The Pack Chooses the Hiker – My First Time in REI
The logistics were taken care of. I Googled where the closest REI was, I got the day off work, and I even convinced Burt and our roommates to get the day off work as well so we could take the three-hour journey to Pittsburgh together to make a day of it. I had a healthy lump-sum of money from some extra work I had taken on, and I decided I wanted to spend a little bit of it on trading in my old Ozark Trails 45L Walmart pack for a pack that more specifically fit me and my needs.
The night before we took off, I was lying in bed at 1 a.m. consuming all the media I could find (especially videos) on packs I might come across at REI. I wanted, roughly, a 45L pack in the $150-$200 range. I went to sleep that night with two packs in mind to act as my “starting point” the next day. The Osprey Kyte 46 pack for women, and the Granite Gear Crown 2 38 pack.
I loved the fact that the Kyte was specifically designed for a woman’s body, and I was intrigued by the roll-down top and compression straps on the Crown 2.
I was downright giddy as I walked into the Pittsburgh REI and answered the question, “Hi, do you need any help finding anything?” With a confident, “Yes, I would like to be fitted for a pack.” I had an exceptional experience with the woman who helped me. She told me they didn’t carry Granite Gear packs in the store, but that the Kyte 46 was her personal pack and she had been very happy with it. After she found out I planned to attempt the whole AT, she gently encouraged me to possibly consider a 50L pack. I wasn’t entirely opposed to that idea, but I still wanted to try to fit all my stuff into a smaller pack first.
The woman helping me was uber patient, and I loved the fact that she literally sat down on the floor with me as I fumbled around, trying to fit my massive zero degree down sleeping bag into the tight little Kyte pack. Even I agree that a zero degree bag is a little overkill for the AT, but it was a Christmas gift, which means it cost me $0, and it has kept me crazy comfortable in temperatures dipping to 27 degrees, so I’ve grown rather fond of the giant thing. She showed me an “affordable” 30-degree sleeping bag option that wouldn’t take up as much space, but cost something like $130, and with bulging eyes I said, “Maybe I will take a look at some 50L packs instead.”

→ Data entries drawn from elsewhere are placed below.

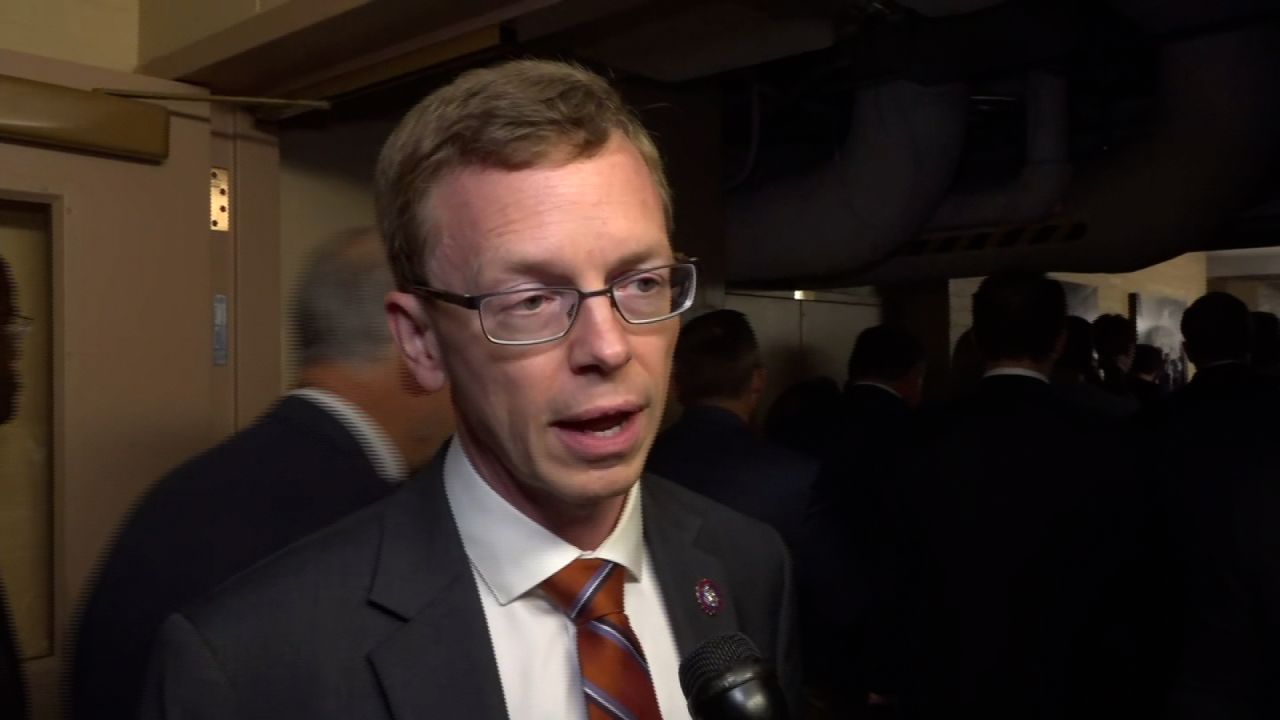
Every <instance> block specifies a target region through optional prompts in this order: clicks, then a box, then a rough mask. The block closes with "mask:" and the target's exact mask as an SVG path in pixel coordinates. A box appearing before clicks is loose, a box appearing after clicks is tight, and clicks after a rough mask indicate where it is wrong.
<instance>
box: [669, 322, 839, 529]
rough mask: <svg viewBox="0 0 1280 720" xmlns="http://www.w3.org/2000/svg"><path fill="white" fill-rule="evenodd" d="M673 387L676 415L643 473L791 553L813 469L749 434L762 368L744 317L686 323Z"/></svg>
mask: <svg viewBox="0 0 1280 720" xmlns="http://www.w3.org/2000/svg"><path fill="white" fill-rule="evenodd" d="M673 382H675V386H676V397H677V398H678V400H680V404H681V406H684V411H682V413H681V415H680V419H678V420H676V421H675V423H673V424H672V425H671V427H668V428H667V429H664V430H663V432H662V433H659V434H658V439H657V441H655V442H654V445H653V451H652V452H650V454H649V465H648V469H649V471H650V473H653V474H655V475H659V477H662V478H666V479H668V480H673V482H676V483H678V484H681V486H684V487H686V488H689V489H691V491H694V492H696V493H699V495H703V496H707V497H709V498H712V500H714V501H717V502H719V503H722V505H726V506H728V507H732V509H733V510H737V511H739V512H741V514H744V515H748V516H750V518H755V519H756V520H760V521H764V523H768V524H769V525H773V528H774V529H777V530H778V533H781V534H782V537H783V538H785V539H786V541H787V542H788V543H791V544H792V546H794V543H795V542H796V539H797V538H799V534H800V528H801V524H803V523H804V514H805V510H806V507H808V503H809V491H810V489H812V486H813V480H814V477H815V475H817V473H818V462H817V460H813V459H809V457H805V456H803V455H797V454H795V452H792V451H790V450H786V448H783V447H778V446H774V445H772V443H769V442H767V441H764V439H762V438H759V437H756V434H755V433H754V432H751V420H753V418H754V416H755V410H756V405H758V404H759V401H760V393H762V392H763V389H764V365H763V364H762V361H760V348H759V345H758V343H756V340H755V332H754V331H753V329H751V324H750V323H749V322H748V319H746V316H745V315H742V314H741V313H739V311H736V310H713V311H710V313H707V314H704V315H700V316H698V318H695V319H692V320H690V322H689V323H687V324H686V325H685V327H684V328H682V329H681V331H680V340H678V341H677V342H676V359H675V369H673Z"/></svg>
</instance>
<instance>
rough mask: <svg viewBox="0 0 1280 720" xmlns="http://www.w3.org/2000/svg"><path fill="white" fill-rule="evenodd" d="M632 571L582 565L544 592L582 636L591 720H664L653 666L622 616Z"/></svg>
mask: <svg viewBox="0 0 1280 720" xmlns="http://www.w3.org/2000/svg"><path fill="white" fill-rule="evenodd" d="M625 579H626V570H625V569H622V568H621V566H618V565H617V564H614V562H609V561H607V560H595V559H579V560H575V561H572V562H570V564H568V565H567V566H564V568H563V569H561V570H559V571H558V573H556V574H554V575H552V577H550V578H549V579H547V580H544V582H543V584H541V588H543V592H545V593H547V594H548V597H550V600H552V602H554V603H556V606H557V607H559V610H561V611H562V612H564V615H567V616H568V619H570V620H572V621H573V625H575V628H576V630H577V662H579V667H580V669H581V671H582V694H584V696H585V698H584V700H585V702H586V716H588V719H589V720H660V719H662V712H660V711H659V710H658V698H657V696H655V694H654V691H653V680H652V679H650V678H649V662H648V661H646V660H645V657H644V651H643V650H641V648H640V641H639V639H637V638H636V635H635V632H632V630H631V623H628V621H627V616H626V614H623V611H622V587H623V582H625Z"/></svg>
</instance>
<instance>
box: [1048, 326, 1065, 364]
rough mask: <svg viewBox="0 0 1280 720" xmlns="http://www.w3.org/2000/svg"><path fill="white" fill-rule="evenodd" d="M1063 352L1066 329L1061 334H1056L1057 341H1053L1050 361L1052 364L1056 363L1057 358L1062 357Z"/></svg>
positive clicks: (1064, 346)
mask: <svg viewBox="0 0 1280 720" xmlns="http://www.w3.org/2000/svg"><path fill="white" fill-rule="evenodd" d="M1065 350H1066V329H1065V328H1064V329H1062V332H1060V333H1057V340H1055V341H1053V357H1051V360H1052V361H1053V363H1057V360H1059V357H1061V356H1062V352H1064V351H1065Z"/></svg>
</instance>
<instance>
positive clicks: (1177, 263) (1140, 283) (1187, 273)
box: [1053, 252, 1208, 315]
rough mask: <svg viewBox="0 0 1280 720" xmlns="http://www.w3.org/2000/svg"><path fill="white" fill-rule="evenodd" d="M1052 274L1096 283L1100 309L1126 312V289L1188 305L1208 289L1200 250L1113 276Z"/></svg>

Remembering the roll-down top feature of the Crown 2, I asked her if they had anything similar to that I could try. She brought over the REI Co-op Flash 55 pack for women.
It was right in my price range at $199, and had all the features I thought were cool about the Crown 2, but even better, it was built specifically for a woman’s body. My chubby sleeping bag fit perfectly down in the bottom. Also, the brain, hip belt pockets, and strap pocket could easily be removed or put back on, depending on my own choice.

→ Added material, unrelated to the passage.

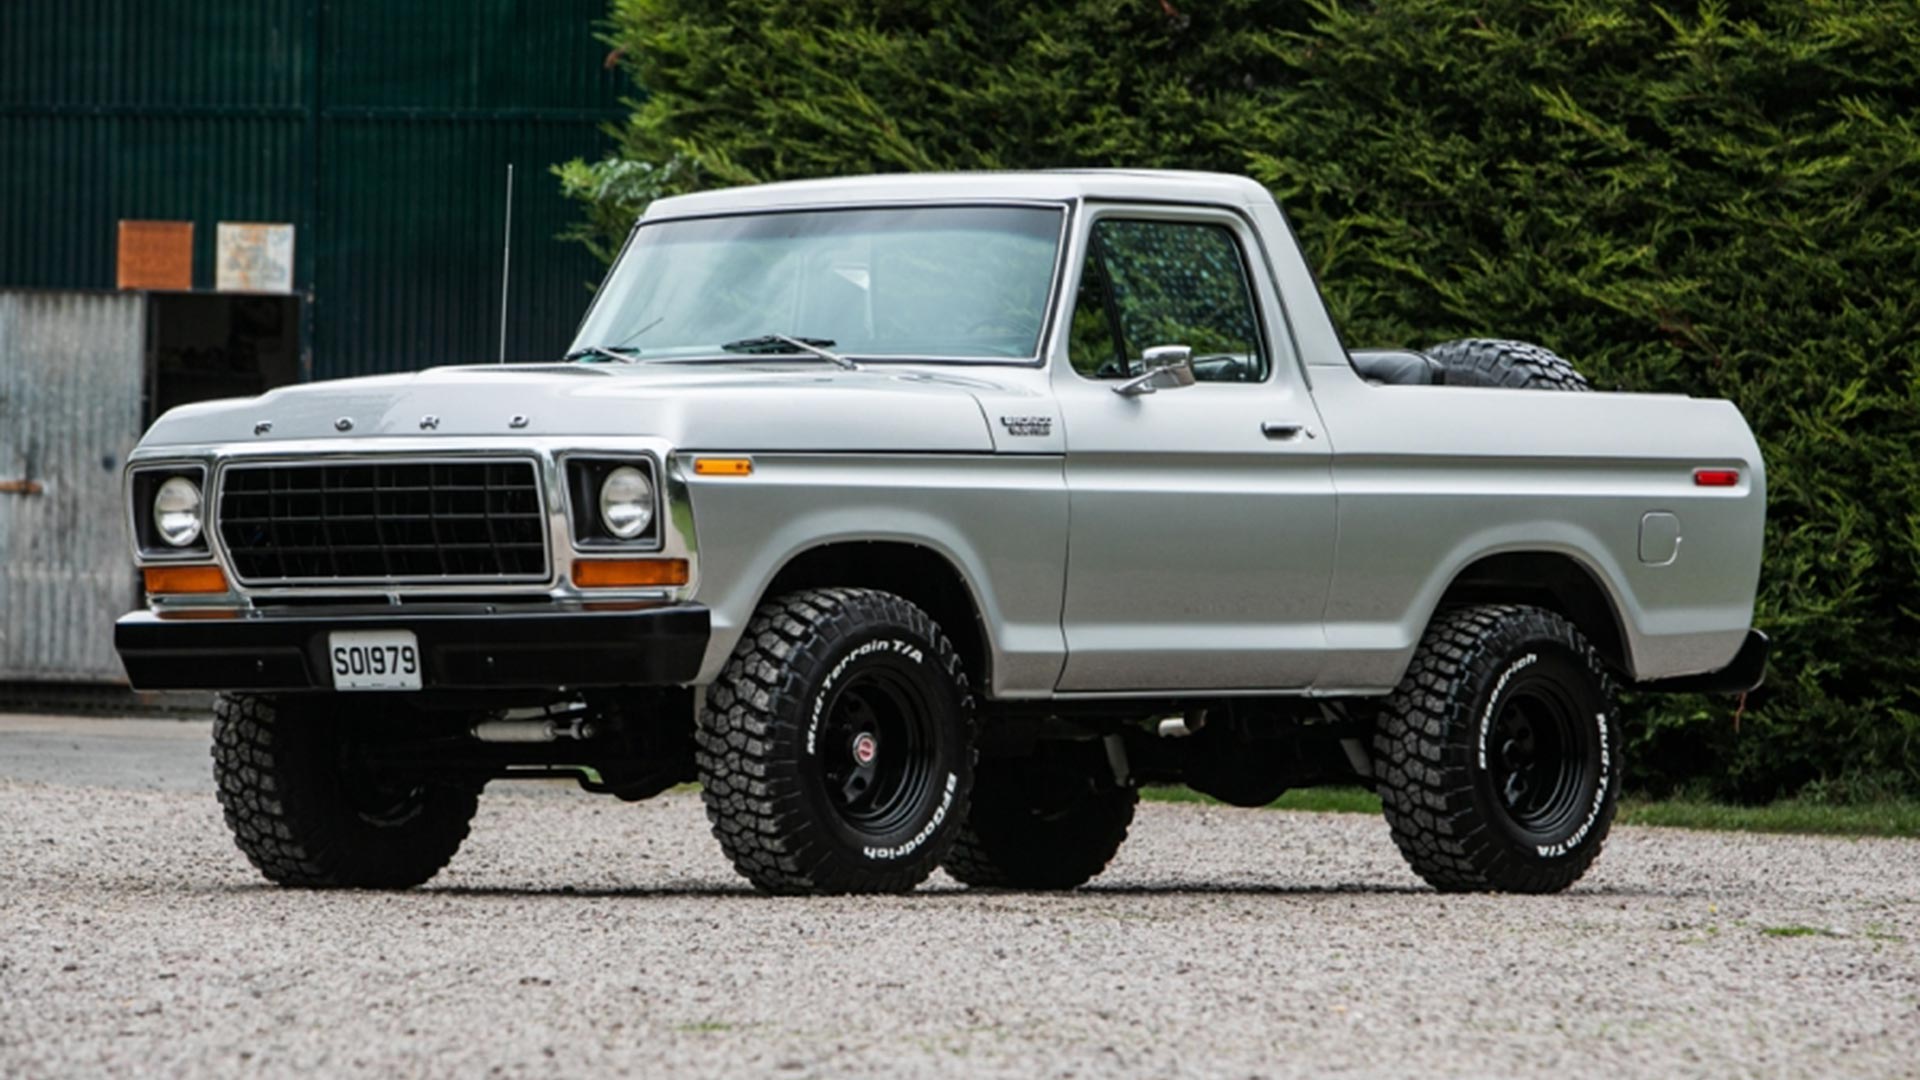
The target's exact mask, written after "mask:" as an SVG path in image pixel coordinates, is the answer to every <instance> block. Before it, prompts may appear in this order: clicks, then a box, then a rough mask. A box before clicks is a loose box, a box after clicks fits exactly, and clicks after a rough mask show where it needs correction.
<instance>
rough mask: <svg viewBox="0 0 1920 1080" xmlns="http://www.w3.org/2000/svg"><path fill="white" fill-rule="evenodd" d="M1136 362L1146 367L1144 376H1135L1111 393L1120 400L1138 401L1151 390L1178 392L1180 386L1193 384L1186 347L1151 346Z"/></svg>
mask: <svg viewBox="0 0 1920 1080" xmlns="http://www.w3.org/2000/svg"><path fill="white" fill-rule="evenodd" d="M1140 359H1142V361H1144V363H1146V375H1135V377H1133V379H1129V380H1125V382H1121V384H1119V386H1114V392H1116V394H1119V396H1121V398H1139V396H1140V394H1152V392H1154V390H1179V388H1181V386H1192V384H1194V350H1190V348H1188V346H1154V348H1150V350H1146V352H1144V354H1140Z"/></svg>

We had found a very clear winner!
I was then taught how to adjust the straps to relieve pressure in different areas of my body, and that is when I learned I have been wearing my pack wrong for the past three years, which has always resulted in my sternicleidomastoid muscles flaring up during past backpacking trips. Never underestimate quality, in-person education, people!
Putting It to the Test
It has been close to a month now since I’ve had my pack, and I’ve been trying to get a good hike in with it every day that it’s possible. The pack didn’t come with a rain cover, but my old pack had one, and thankfully it fits perfectly. (Although the color combination is a bit unfortunate.) I also plan to line the inside of my pack with a contractor bag for extra rain protection.
One thing I thought I had figured out was the fact that I was going to carry two water pouches, both with the capacity to hold two liters of water. Since using my pack frequently, I have discovered two side pockets that I didn’t imagine I would care about. These two pockets are shaped to hold most water bottles, and are angled just the right way to allow me to conveniently reach back and grab my water bottle while I’m moving. I’ve always thought the water pouches were inconvenient once I got to camp, so since discovering and falling in love with these pockets, I have decided I’m going to carry two one-liter water bottles instead.
The last pack-related issue that the jury is still out on is: fanny pack or no fanny pack? I have always been happy with my fanny pack in the past, but also have never had a pack with hip-belt pockets. The more I use them, the more I’m getting used to them, and the more I start to think that maybe the fanny pack is becoming irrelevant in my particular case. I will need to do a true shakedown hike to really know for sure.
Each decision so far has been slowly calculated in order to be as deliberate as possible. My gear is in a constant state of morphing, still, and there are 46 days left until I embark. With every decision, my world becomes a little more solid. There is still so much to do, but finding the perfect pack was an exciting step!